Three features of Chameleon were central to this project. The first was hardware diversity: we ran experiments on H100, RTX 6000, P100, V100, a CPU-only host, and a Raspberry Pi 5 at the edge. The ability to evaluate the same agent across that range — from a high-end datacenter GPU down to an edge device — is not something we have found elsewhere, and it made direct cross-hardware comparisons of energy, latency, and task success possible under identical task definitions. The second was easy provisioning through Trovi: packaging the full environment as an artifact keeps the barrier to reproduction low, so a user can clone it and be running the same experiments we did shortly after, without rebuilding the setup by hand.

The third, and the one that shaped our day-to-day workflow the most, was the KVM@TACC H100 instances. They provision in a few minutes, compared to roughly 30 minutes for baremetal, and they support persistent volume storage — which is critical for long-running development where rebuilding the environment repeatedly is not practical, and taking snapshots is not feasible. Their attached storage is also sufficient to work with very large models, including the Qwen3-VL 235B variant we benchmarked. Without Chameleon, a project of this shape would have been significantly harder to execute: direct bare metal access and reproducibility guarantees are difficult to obtain in commercial clouds, and the cost at this scale would likely have been prohibitive.

Can you point us to artifacts connected with your experiment?

Everything from the project is openly available, including artifacts, codebase, and data.

Trovi artifact: https://trovi.chameleoncloud.org/dashboard/artifacts/31fc62a4-1996-4719-957e-4c1b4e47b1b6
OpenMCP codebase: https://github.com/AguLeon/OpenMCP
Chameleon User Meeting 2026 slides: https://docs.google.com/presentation/d/1nqtelJHctmnP14360qowXBY6zpfdqBFxY6aXLzmaUQ0/edit?usp=sharing
Upcoming EuroMLSys publication: Agustin Leon, Anup Raj Niroula, and Fraida Fund. 2026. OpenMCP: an open-source self-hosted benchmarking harness for MCP-enabled computer use agents. In The 6th Workshop on Machine Learning and Systems (EuroMLSys '26), April 27–30, 2026, Edinburgh, Scotland UK. ACM, New York, NY, USA, 10 pages. https://doi.org/10.1145/3805621.3807649

Tell us a little bit about yourselves

Photo of Agustin Leon and Anup Niroula Presenting at the Chameleon User Meeting in Boulder, CO on April 15.

We are both Computer Engineering master's students at NYU. Our research interests focus on machine-learning systems, and particularly on the space between "lab ML" — where the model is the only variable that matters — and production ML pipelines that have to be reliable, efficient, and deployable in real settings.

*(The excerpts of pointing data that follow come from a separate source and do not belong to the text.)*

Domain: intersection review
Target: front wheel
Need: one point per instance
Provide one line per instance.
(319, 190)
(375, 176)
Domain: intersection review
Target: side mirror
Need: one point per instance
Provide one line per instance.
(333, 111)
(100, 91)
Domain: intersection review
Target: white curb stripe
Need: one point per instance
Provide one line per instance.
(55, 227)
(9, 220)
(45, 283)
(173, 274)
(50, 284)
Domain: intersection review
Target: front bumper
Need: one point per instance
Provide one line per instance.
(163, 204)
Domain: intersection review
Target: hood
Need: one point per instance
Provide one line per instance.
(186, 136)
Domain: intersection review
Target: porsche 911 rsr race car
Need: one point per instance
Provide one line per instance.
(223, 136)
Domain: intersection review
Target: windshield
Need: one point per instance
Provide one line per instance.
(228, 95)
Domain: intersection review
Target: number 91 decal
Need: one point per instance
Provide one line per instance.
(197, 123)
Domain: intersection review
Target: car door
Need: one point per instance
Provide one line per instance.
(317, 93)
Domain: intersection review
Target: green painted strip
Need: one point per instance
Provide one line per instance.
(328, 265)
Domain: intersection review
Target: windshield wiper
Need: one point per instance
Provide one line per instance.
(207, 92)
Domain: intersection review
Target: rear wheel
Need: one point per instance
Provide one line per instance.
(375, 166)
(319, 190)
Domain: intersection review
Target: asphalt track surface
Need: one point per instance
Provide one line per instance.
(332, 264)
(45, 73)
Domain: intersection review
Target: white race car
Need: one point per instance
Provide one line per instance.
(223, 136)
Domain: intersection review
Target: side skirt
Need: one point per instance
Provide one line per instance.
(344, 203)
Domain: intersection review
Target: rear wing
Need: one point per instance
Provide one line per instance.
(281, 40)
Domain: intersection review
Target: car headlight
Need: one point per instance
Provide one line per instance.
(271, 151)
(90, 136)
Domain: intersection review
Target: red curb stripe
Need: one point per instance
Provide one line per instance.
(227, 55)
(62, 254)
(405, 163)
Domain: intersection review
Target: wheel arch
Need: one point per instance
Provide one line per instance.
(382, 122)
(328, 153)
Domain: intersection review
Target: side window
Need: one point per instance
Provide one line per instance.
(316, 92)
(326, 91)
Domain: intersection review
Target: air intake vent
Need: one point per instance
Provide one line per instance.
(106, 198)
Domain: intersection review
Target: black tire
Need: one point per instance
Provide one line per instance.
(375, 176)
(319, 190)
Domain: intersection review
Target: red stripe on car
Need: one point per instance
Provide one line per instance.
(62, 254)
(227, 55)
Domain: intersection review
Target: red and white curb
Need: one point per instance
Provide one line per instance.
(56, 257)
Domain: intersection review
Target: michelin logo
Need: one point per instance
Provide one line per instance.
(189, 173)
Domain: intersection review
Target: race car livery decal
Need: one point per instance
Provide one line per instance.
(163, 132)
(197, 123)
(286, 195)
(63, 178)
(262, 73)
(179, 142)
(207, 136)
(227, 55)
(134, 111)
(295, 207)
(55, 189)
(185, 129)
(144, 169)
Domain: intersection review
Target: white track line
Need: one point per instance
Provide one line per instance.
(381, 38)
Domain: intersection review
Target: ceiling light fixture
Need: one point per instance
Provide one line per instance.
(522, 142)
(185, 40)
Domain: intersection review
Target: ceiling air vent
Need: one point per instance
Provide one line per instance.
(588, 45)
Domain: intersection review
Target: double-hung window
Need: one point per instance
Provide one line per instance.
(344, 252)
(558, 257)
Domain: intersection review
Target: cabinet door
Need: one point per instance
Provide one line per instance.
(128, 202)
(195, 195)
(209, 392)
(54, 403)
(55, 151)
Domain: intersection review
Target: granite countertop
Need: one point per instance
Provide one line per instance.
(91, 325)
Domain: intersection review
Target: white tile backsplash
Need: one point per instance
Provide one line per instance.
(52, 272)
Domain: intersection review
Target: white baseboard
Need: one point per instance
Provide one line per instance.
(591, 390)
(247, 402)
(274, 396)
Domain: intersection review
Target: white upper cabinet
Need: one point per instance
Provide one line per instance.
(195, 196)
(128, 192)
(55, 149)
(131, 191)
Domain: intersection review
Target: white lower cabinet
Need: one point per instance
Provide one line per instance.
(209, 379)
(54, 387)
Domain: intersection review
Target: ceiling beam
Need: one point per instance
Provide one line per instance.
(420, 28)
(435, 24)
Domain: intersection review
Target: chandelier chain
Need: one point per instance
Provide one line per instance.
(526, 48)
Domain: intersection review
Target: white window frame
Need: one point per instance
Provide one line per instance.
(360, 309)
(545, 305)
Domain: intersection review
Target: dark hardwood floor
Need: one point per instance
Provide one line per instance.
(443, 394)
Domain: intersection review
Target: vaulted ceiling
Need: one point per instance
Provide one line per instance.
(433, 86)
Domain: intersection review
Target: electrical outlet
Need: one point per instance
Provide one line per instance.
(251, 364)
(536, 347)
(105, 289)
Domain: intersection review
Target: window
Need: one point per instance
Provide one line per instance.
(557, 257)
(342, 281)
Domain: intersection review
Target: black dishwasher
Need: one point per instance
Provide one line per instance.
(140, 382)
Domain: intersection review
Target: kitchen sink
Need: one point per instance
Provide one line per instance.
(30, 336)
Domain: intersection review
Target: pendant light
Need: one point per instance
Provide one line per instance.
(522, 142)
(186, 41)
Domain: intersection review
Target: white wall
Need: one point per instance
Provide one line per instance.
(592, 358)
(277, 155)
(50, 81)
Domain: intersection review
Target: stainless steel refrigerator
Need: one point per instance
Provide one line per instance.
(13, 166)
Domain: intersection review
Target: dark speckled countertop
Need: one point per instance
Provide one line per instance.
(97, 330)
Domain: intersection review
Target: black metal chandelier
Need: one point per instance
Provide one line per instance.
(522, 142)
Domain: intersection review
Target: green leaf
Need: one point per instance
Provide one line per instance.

Outside of research, we enjoy hiking in the outdoors, and discovering new streets and alleys around New York City.

Most powerful piece of advice for students beginning research?

It doesn't need to be pretty. It needs to work. When you're starting research, it's easy to fall into the perfectionist trap of trying to make code, ideas, and notes flawless from the start. That mentality tends to get you stuck and slows progress. Focus on getting something — anything — done, even if it isn't pretty. Research is an iterative process. You will always have opportunities to reflect, refine, and improve your work along the way. Progress matters more than polish at the start.

How do you stay motivated through a long research project?

Staying consistently motivated across a long project is not really possible, at least not in our experience. What matters is to keep moving when motivation is low. If you feel stuck in a rut, take a break, get some fresh air. Coming back with a clear mind often makes a problem look smaller than it did before, and we have lost count of the number of times a short pause has helped us work through something that seemed impossible an hour earlier.

Then try again. And again. If you focus on the next step and stay consistent, you will make progress, and one day, before you realize it, the project will be done. The satisfaction at the end is hard to match. "Just keep swimming."